若い世代の自殺は世界的に見ても多く、深刻な状況です。久留米市でも2007~2010調査で10代~69歳までの死因の1位が自殺です。特に全国(60,50,40台の順)と比較して30~50代の若い層が多く、自殺に至った原因、同期を分析し、保健所の設置と同時期に自殺予防の対策に乗り出しました。
対策として、かかりつけ医と精神科医の連携システムの構築、かかりつけ医が精神科医を紹介すると精神科を通じ保健所に毎月報告があります。受診した場合は精神科医からかかりつけ医に報告があります。紹介したが精神科を受診しなかったケースは「かかりつけ医精神科医うつ病ネットワーク」が把握しています。
うつ病対策としてかかりつけ医、産業医のためのうつ病アプローチ研修会を年9回約2時間医師会の主導で行っています。内容は「がん告知後のうつ」や「不眠とうつ」などきめ細やかです。またこの研修会では、かかりつけ医と精神科医の顔の見える関係ができそれぞれの得意分野などわかるため、ケースごとのきめ細やかな対応が出来ているとのことでした。

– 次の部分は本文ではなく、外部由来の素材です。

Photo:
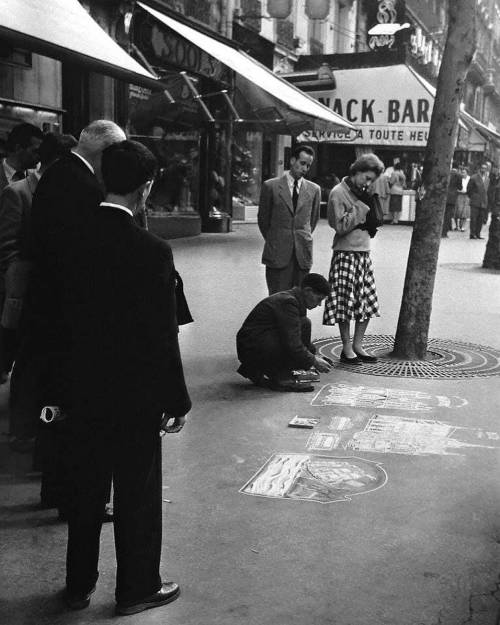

また、自殺の予防には家族、学校、地域のサポートが不可欠であるため、保健所からゲートキーパー養成の出前講座を行っており、理美容院や介護事業所、タクシー組合、飲食店組合に出向き話をされているそうです。了解を得て市民向けの相談窓口が掲載されたパンフレットを置かせてもらっているそうです。さらに、受信したがらない人をキャッチするために大規模商業施設で健康診断会を開催しています。
自殺は2010年バブルが崩壊した頃から急激に増え、現在に至っています。家庭の不和、DV、心や体の問題、生活苦、負債、職場や学校での問題などさまざまことからうつ病が発症することで自殺に至ることが多く、医療の連携だけでなく、就労支援、学校との連携、弁護士や警察、福祉関係部署など幅広い連携が必要となってきます。
久留米市はこの対策の結果、精神科医の受診者数が増え、近年自殺者数、自殺者率は減少しています。他県と比較しても大きく減少しているとのことでした。
小平市の2013年のデータによると自殺された方は28人。小平市、東村山市、清瀬市、東久留米市、西東京市の5市からなる北多摩北部保健医療圏では圏域の自殺対策を重点プランとして挙げていて、ゲートキーパー養成や相談体制の整備、学校でのいのちの授業やいじめ対策などさまざまな取り組みがすすめられています。自殺の予防には、問題を抱えたときにきちんと声が出せるよう、またどんな小さな声も聞き逃さないような体制づくりが必要です。小平市での取り組みが自殺防止の機能をはたせるのかどうか調査、研究し、会派として効果的な施策を提案していきたいと思います。